いくつかの政府組織や非政府組織(NGO)、民間企業が、ITガバナンスの基準とガイドラインの設定と保守を担当しています。

  • ISACA: 以前はInformation Systems Audit and Control Association(情報システムコントロール協会)として知られ、監査、サイバーセキュリティーなどの主要分野でIT専門家に資格を提供する組織です。
  • 国際標準化機構:この非政府組織は、貿易と協力をより円滑に進めるために、IT業務を含む事業単位全体で基準を策定しています。2008年発行のISO/IEC 38500 ITガバナンス規格や、情報セキュリティー管理のためのISO 27001規格など、いくつかの規格を発行しています。
  • Axelos:当初英国政府とCapita社の合弁会社でしたが、2021年7月にPeopleCertが組織を買収しました。ITインフラストラクチャー・ライブラリー(ITIL)など、いくつかの認定を担当しています。

ITガバナンス・フレームワークの種類

多くの組織が従うITガバナンスのポリシーと手順がいくつかあります。

情報および関連技術のための管理目標

COBITとして知られており、リスクを最小限に抑え、規制コンプライアンスを導入し、ビジネス目標を推進するための、認知されたプラクティスとツールのフレームワークです。

ITIL

ベスト・プラクティスのライブラリーであるこのフレームワークは、組織がITサポートとサービスをより適切に管理するのに役立ちます。AXELOSはITILの更新管理を担当しています。2019年にリリースされた2最新のITIL 4には、人工知能やクラウド コンピューティングなどの新しいツールとテクノロジーが組み込まれています。

ITサービス管理(ITSM)

このフレームワークには、ユーザーのニーズを満たし、組織がビジネス目標を達成できるようにするためのIT サービスの計画、実装、管理、最適化が含まれています。ITSMとは、企業全体のすべてのユーザーに対して、あらゆるITリソースの最適な導入、運用、管理を提供することです。ユーザーには、顧客、従業員、ビジネス・パートナーが含まれます。

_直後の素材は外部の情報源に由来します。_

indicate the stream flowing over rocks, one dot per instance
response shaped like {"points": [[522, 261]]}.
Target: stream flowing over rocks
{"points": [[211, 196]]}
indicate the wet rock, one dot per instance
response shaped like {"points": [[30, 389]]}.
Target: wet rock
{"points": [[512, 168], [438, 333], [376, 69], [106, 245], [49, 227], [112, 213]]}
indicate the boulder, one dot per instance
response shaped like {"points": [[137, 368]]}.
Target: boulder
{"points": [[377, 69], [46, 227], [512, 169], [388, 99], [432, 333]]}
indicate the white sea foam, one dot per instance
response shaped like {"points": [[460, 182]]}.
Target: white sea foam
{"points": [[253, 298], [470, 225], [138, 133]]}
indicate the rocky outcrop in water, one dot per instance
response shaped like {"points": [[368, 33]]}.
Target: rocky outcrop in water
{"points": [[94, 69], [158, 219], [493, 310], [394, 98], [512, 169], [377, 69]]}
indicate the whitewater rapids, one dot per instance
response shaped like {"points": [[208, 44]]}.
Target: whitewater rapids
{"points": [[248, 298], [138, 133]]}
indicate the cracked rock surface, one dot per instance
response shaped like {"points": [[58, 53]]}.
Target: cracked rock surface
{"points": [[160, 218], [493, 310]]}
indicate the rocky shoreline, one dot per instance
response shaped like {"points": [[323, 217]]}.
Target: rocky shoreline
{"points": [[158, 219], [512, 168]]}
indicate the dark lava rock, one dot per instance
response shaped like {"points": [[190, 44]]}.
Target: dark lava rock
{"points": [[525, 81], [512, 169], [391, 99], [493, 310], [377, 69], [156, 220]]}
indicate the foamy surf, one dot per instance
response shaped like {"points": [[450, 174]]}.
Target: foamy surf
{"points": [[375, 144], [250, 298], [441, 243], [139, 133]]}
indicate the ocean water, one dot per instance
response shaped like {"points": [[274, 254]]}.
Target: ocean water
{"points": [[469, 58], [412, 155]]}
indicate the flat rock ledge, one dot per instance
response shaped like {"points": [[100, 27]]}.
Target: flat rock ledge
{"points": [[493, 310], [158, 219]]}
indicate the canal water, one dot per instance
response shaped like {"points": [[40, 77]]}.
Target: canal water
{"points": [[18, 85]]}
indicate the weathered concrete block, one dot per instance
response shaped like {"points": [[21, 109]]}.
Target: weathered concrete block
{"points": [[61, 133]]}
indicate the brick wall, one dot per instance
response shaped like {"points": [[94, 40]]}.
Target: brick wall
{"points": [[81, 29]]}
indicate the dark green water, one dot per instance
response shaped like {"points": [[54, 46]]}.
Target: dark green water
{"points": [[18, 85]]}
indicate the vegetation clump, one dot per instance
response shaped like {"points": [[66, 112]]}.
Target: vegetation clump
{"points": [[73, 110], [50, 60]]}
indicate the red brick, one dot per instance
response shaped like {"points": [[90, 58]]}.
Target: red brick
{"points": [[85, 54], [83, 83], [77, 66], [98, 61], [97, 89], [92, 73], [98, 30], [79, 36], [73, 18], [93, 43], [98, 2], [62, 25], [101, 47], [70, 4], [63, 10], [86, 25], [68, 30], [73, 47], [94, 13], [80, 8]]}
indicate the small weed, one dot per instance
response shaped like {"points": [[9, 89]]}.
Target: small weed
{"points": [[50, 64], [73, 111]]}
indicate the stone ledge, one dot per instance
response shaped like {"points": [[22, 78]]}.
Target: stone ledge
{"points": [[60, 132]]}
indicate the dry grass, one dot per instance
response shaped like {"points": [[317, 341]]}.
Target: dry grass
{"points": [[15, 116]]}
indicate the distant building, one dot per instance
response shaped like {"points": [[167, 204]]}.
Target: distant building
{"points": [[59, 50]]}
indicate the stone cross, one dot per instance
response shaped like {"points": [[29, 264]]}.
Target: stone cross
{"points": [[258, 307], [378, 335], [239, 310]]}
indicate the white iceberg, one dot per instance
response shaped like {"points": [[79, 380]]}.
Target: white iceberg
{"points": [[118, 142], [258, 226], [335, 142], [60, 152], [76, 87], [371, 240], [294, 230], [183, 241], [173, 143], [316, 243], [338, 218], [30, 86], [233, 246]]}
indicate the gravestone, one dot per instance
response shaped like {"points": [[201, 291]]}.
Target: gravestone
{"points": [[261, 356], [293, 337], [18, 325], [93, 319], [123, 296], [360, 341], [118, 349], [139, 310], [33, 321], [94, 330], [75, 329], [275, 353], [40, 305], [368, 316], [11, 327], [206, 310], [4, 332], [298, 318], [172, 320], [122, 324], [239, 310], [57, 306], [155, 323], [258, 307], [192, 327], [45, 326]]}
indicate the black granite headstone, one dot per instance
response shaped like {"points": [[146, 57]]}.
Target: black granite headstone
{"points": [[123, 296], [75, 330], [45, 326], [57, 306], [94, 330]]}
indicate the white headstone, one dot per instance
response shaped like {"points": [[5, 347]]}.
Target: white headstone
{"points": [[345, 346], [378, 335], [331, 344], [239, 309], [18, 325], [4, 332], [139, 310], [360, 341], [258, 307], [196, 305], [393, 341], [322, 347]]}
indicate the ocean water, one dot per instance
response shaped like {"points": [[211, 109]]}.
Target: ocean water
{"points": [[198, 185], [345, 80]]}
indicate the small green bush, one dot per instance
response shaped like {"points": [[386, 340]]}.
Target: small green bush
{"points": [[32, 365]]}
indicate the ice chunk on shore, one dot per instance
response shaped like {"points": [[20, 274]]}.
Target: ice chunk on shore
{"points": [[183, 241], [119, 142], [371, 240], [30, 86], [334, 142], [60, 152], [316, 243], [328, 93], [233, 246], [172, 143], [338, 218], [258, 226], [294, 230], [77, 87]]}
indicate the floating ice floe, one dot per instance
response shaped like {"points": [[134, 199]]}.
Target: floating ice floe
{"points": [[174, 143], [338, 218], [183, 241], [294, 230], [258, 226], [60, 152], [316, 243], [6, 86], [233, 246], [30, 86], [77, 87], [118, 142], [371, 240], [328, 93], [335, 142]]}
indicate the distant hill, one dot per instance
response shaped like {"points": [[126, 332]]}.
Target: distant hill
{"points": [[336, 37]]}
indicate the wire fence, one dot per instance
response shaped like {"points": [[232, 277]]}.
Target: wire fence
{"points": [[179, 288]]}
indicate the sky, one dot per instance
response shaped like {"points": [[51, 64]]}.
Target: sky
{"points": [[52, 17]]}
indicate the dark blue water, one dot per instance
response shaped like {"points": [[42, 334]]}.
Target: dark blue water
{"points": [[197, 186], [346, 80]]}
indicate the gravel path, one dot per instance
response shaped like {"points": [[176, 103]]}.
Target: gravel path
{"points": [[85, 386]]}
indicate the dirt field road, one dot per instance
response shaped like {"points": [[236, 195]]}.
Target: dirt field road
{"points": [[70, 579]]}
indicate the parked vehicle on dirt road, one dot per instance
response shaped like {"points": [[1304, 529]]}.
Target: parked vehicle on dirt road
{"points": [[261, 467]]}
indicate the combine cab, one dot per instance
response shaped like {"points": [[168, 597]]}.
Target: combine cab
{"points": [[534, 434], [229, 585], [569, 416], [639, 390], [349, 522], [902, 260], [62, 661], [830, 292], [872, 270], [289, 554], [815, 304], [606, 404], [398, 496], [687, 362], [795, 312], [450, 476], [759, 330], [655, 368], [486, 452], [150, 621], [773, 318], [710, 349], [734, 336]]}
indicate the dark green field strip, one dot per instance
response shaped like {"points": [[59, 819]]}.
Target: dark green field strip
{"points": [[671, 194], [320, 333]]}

ITリソースには、ノートPC、ソフトウェア・アプリケーション、クラウド・ストレージ、仮想サーバーなど、あらゆるハードウェア、ソフトウェア、コンピューティング資産が含まれます。一部の組織では、DevOpsがITSMの代わりに、またはITSMの代替オプションとして使用されています。多くの組織は、DevOpsとITSMは補完的なものであると考えていますが、実際には、DevOpsは主にスピードと機敏性に、ITSMはユーザーと顧客の満足度に、それぞれ重点を置いています。

能力成熟度モデル統合(CMMI)

このモデルは、元々米国国防総省によって開発されたもので、組織のソフトウェア開発プロセスを指します。今日のCMMIモデルは、あらゆる規模の組織がIT運用の成熟度を構築および測定し、改善すべき領域を特定するのに役立ちます。

ITガバナンス・フレームワークに含まれるもの

  • 戦略的調整:この概念には、IT目標をビジネス・ニーズに合致させることが含まれます。組織が成功するために必要なものを調整することで、ITリソースをより適切に割り当て、それを実現するための適切なITガバナンス構造を構築できます。
  • サイバーセキュリティー:組織は、顧客やパートナーから託されたデータの重要性を考慮して、情報セキュリティーの保護を優先する必要があります。強力なサイバーセキュリティー体制を整えることで、データが保護され、組織を壊滅的なサイバー攻撃から安全に守ることができます。
  • リソース管理:組織は、クラウドの使用やデータ・ストレージなど、ビジネス価値を高める価値はあるが高価なツールやサービスの使用状況を常に監視する必要があります。リソース管理を優先する組織は、適切なITアプローチを特定し、ITシステムを最適化して、適切な意思決定プロセスを構築することができます。
  • 災害復旧:組織は問題が発生した場合に備えて、しっかりとした計画を立てておく必要があります。組織のサーバーやデータベースに壊滅的な障害が発生すると、顧客データやその他の知的財産の損失、ダウンタイムの増加、その他のビジネスの中断につながる可能性があります。災害復旧を優先することで、システムに攻撃や問題が発生した場合でも、組織は稼働し続けることができます。
  • 規制遵守:組織は、国や地域のさまざまな規制を遵守する必要があります。整備されたITガバナンス戦略は、組織がこれらの規制を理解し、ITポリシーの変更を通じてコンプライアンスを維持するための行動や活動を監視するのに役立ちます。

ITガバナンスにおける生成AI

生成AIは、ITを含め、現代のビジネスのあらゆる側面に大きな影響を与えています。組織は、特にChatGPTなどのサードパーティー・ツールの使用を検討している場合、AIの時代におけるITガバナンス・ポリシーを再考する必要があります。現在構築されている生成AIでは、公正な使用やデータ・プライバシー、結果の正確さに対する信頼性に関して、いくつかの難しい問題が生じます。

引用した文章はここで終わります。